After a series of public relations setbacks over the past two years, the National Football League (NFL) has hired two veteran Washington PR professionals on Tuesday to help stanch the bleeding.
Former White House Press Secretary Joe Lockhart joins the league as Executive Vice-President of Communications. Senior Vice-President of Government Affairs Cynthia Hogan received a promotion to Executive Vice-President of Public Policy and Government Affairs.
Despite the NFL’s popularity among fans and advertisers, Lockhart joins the NFL at a time when its image has taken a beating. The league’s handling of multiple instances of domestic violence and protocol over concussions has brightened the spotlight on Commissioner Roger Goodell and the 32 NFL teams. A movie starring Will Smith (“Concussion”) has not helped.
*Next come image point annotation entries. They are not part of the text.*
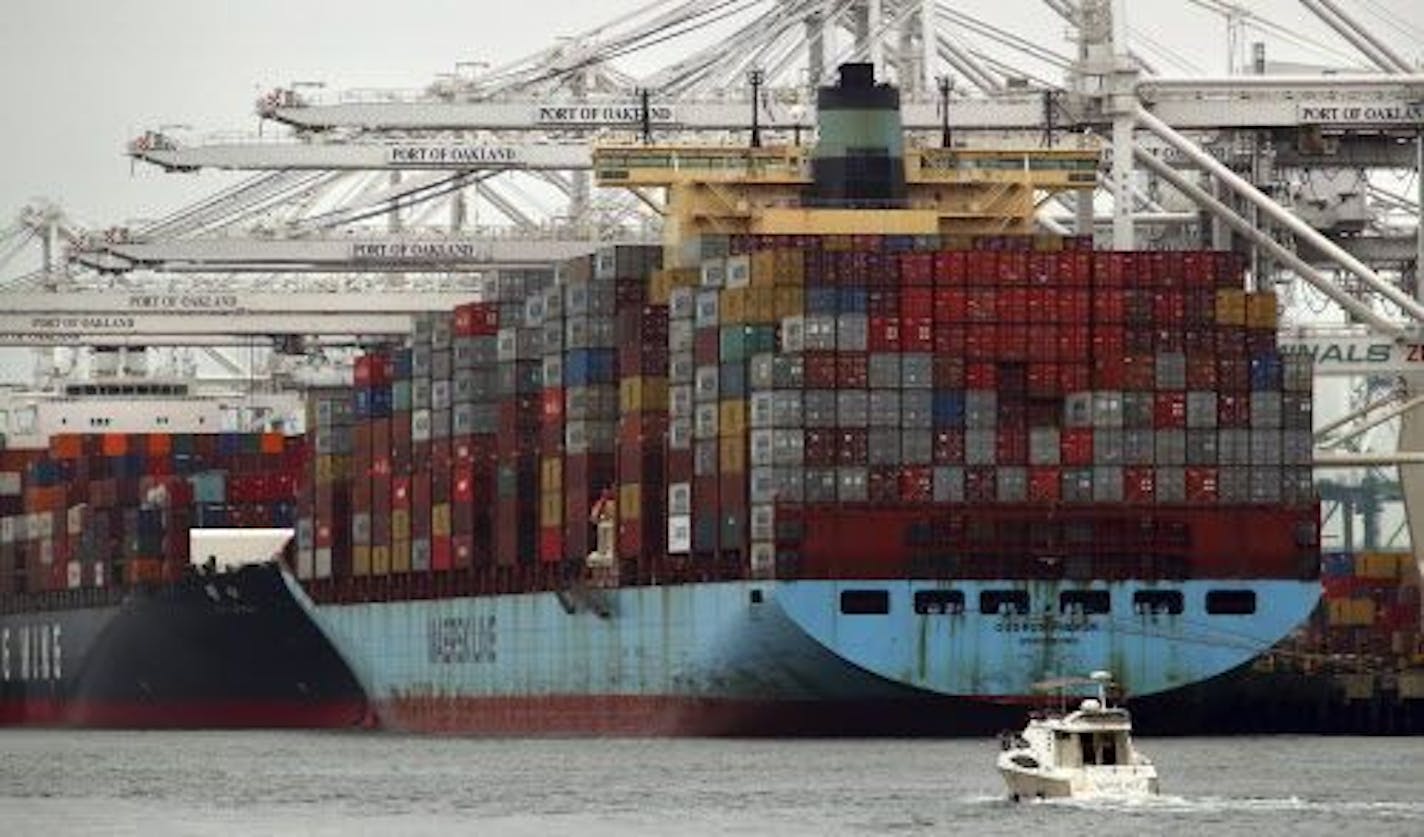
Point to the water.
(192, 783)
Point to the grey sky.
(80, 79)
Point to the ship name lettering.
(39, 651)
(462, 639)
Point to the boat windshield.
(1102, 748)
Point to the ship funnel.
(859, 157)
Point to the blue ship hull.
(773, 656)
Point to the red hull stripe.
(184, 713)
(632, 715)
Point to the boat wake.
(1216, 804)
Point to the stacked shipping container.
(116, 510)
(810, 404)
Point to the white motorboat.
(1085, 753)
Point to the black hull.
(232, 649)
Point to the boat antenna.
(1102, 679)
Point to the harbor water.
(153, 783)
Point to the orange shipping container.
(67, 446)
(160, 444)
(114, 444)
(400, 557)
(380, 560)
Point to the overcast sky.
(80, 79)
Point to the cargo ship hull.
(231, 649)
(772, 658)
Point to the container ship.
(106, 619)
(853, 450)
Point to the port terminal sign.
(454, 155)
(1359, 355)
(1383, 113)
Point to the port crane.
(1270, 128)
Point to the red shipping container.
(1043, 380)
(1043, 345)
(980, 484)
(916, 303)
(1011, 446)
(1013, 305)
(853, 446)
(980, 342)
(1044, 484)
(1201, 484)
(1013, 268)
(885, 335)
(950, 268)
(1075, 446)
(1110, 269)
(980, 376)
(917, 269)
(949, 447)
(883, 486)
(1108, 373)
(1168, 308)
(1201, 372)
(1169, 409)
(1139, 372)
(464, 487)
(917, 335)
(456, 553)
(951, 305)
(1232, 410)
(822, 447)
(949, 372)
(1108, 306)
(1074, 342)
(883, 302)
(949, 340)
(820, 370)
(916, 484)
(1013, 342)
(981, 305)
(852, 370)
(551, 545)
(1232, 373)
(477, 319)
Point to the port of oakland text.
(32, 652)
(1381, 114)
(453, 155)
(165, 302)
(437, 251)
(462, 639)
(628, 114)
(81, 323)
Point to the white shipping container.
(763, 523)
(793, 335)
(679, 534)
(759, 410)
(714, 274)
(306, 562)
(762, 447)
(679, 498)
(763, 561)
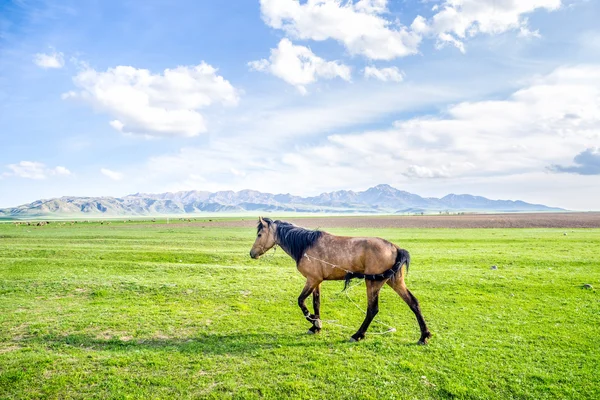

Lockhart is no stranger to crisis communications and re-branding. He assumed the role of President Bill Clinton’s Press Secretary in 1998 as the House of Representatives was deciding whether to impeach the President.
Lockhart’s experience includes being deeply involved in news gathering and production working for ABC, CNN and SKY News. Since his government days, Lockhart has advised clients ranging from private sector corporations, individuals to campaigns and elected individuals.
He leaves the company he co-founded, The Glover Park Group in Washington.
Hogan also brings White House experience to her new role. She was Deputy Assistant to President Barack Obama and Counsel to Vice-President Joe Biden.
Hogan handled complex issues and led the effort to confirm Sonia Sotomayor to the United States Supreme Court. Before joining the executive branch, she held senior leadership positons within the U.S. Senate Judiciary Committee.
Congress is expected to intensify its scrutiny over the NFL on player safety and other issues. The league has the only full-time lobbying operation, run by Hogan, in professional sports. She will be kept busy.
Some early reactions to the hires were not surprising. NBC Sports described the hires as a way to put “a level of bureaucracy between Goodell and any unpopular decisions.” Both will report to NFL Chief Operating Officer Tod Leiweke.
With the conference championships coming up this weekend and Super Bowl 50 is in two weeks. That means more media will be around to ask more questions on topics other than Peyton Manning vs. Tom Brady.